Placed in Blog
Thank you for all the enthusiasm and excitement for this short. I hope it lives up to your expectations.
This all started the summer of 2008. I was doing some reflecting and decided to write a xanga post on some thoughts and feelings I was having. The content matter was nothing new or ground breaking, it was just relationships. But I decided to look at it from a very analytical, scientific way (some would say this shouldn’t be done when thinking about relationships). But either way, I came up with this not so original notion that all relationships go through stages. I broke it down and explained (from my perspective and experience) the way I saw “most” relationships pan out. After going through my own, seeing other friends’, and being the bright-eyed hopeful teenager who really thought the world was over after his first break up…I wanted to share my opinions and findings with others. I was amazed to see a huge response to the blog post and thought, this could be interesting as a video (it had been over a year since “Just a Nice Guy” came out, and I saw this as something that many ppl could relate to, like they did “Nice Guy”). A first draft of the script came quickly, but after that, my confidence in the subject matter fizzled. That, on top of an increasingly busy work schedule of new WF projects, pushed this project back. A year passed quickly, then another. I always had it in the back of my mind, and was disappointed that I had never gone through with it. Finally at the end of last summer I made the decision that I had to just get it out of my system.
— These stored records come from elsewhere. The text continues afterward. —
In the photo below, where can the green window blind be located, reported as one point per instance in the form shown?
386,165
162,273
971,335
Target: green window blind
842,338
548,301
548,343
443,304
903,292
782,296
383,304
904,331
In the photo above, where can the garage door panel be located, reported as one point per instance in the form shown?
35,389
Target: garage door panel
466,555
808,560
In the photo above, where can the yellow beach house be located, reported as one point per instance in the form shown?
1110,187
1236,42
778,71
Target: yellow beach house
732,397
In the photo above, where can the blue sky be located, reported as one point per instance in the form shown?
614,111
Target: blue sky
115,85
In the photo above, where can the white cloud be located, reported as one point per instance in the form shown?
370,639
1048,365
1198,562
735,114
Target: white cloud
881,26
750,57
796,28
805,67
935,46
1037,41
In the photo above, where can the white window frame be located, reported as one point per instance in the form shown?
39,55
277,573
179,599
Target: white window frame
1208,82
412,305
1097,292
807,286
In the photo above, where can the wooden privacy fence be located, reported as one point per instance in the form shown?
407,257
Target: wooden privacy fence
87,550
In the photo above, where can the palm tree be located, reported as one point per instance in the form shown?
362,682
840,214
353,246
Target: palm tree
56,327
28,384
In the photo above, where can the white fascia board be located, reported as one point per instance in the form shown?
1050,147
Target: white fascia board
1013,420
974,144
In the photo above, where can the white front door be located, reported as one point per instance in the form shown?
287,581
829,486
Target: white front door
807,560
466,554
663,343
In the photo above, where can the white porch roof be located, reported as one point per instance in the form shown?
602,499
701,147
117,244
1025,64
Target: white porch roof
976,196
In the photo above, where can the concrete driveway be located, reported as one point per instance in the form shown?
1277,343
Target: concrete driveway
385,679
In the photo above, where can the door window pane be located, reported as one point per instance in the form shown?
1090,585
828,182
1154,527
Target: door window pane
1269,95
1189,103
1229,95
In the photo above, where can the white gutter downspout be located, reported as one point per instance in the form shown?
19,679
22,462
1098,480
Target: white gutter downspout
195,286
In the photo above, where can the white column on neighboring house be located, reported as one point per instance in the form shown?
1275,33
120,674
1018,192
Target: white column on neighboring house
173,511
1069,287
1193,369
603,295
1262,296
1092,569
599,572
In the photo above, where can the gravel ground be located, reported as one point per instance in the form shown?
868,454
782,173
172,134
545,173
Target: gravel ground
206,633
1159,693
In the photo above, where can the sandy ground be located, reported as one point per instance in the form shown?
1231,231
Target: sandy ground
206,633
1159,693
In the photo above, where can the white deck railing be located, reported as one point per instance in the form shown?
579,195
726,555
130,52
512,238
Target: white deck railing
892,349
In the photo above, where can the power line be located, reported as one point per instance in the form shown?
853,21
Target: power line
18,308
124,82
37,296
With some rewrites and edits, I was ready to make it happen. And in a swift 3 days in March, we shot it, and finally…finally it’s done.
This project was done super low key, even lower than we normally are. Wes on camera, Ted on sound, a couple helpers, and that’s it. Kept the shots simple, didn’t go out of the way to get locations. The production value of the short definitely could’ve been a lot higher, but I felt that would’ve just add to delaying the project. Something this personal, I didn’t want to make too much trouble or trouble too many people. Therefore, a really barebones production.
BEHIND THE SCENES
I don’t claim that the story is that original. It’s a look at the rise and fall of a relationship. But I hope that the way in which it is told is what makes it unique. I wanted Josh to break the fourth wall and address the audience. I wanted him to tell the story from different stages and therefore from different time periods. While the narrative is linear, Josh speaks from the past, present, and future, so his commentary is jumping around. I wanted to do this because it sort of made him self aware of what was to become of the relationship. It’s like going back in time and telling yourself, this is what’s going to happen to you two, and also predicting what will happen in the future. Josh tells his story of his relationship from an omniscient position, something I’m sure we wish we could all have in real life, but is only possible in a scripted video.
Josh is still affected by the passage of time. Certain lines were edited and shot in a way to show that our brain picks and chooses what it wants to remember. Short lines and quick cuts show that he only remembers the jist of what was said. Missing lines show that he’s forgotten. And since the entire topic is coming from the angle of being very technical, the scenes are presented in a way that we give just enough information to push the story along. Like data.
Scenes and settings were repeated (even exact shots) to contrast how their relationship had changed. When their environment stays constant, it’s easier to see how the subjects have become or act differently.
The ending. Originally, the short was going to have a happy ending. The apology at the car was going to be real, and everything would be resolved. I thought the audience wouldn’t want to have a sad ending, even though that’s what I really wanted. After watching a movie called “Blue Valentine”, I was reassured that an unhappy ending could be better, and so I went to rewrite the ending.
The way I intended, and hopefully it’s clear in the final, Josh never ran to stop Marissa in the car. They never had that conversation of him saying sorry and that “everything will be ok”. When we reveal that Josh was just standing there and watching her leave, he was imagining the whole apology, and in reality did the very opposite, he let her drive away upset. This indicates that it really was the beginning of their end, and everything he predicted would probably happen.
The final scene at the dinner table actually wasn’t part of the original script. It was added to give more insight into how Josh and Marissa’s relationship really was. Since, as noted, most of the scenes were executed tritely to reflect an analytical style, I felt we didn’t really understand Josh and Marissa on a deeper level. Their conversation served two purposes, to show how their feelings were changing and leading to their separation, while also giving closure and hope to their future.
This is just MY opinion on relationships. I do not believe everything happens this way, I do not believe YOUR relationship will happen according to this short. I hope to goodness that you and your significant other can grow and flourish together forever. I made this because I feel most people don’t get it right the first, or 2nd, or even 7th time…and that’s ok. We’ve all been there at some point, and sometimes looking at it from a cold/scientific point of view makes it hurt a little less. Less “OMG IT’S THE END OF THE WORLD”. People get together, and become strangers again. Life goes on. Just be thankful that life does go on. =) Thank you for watching.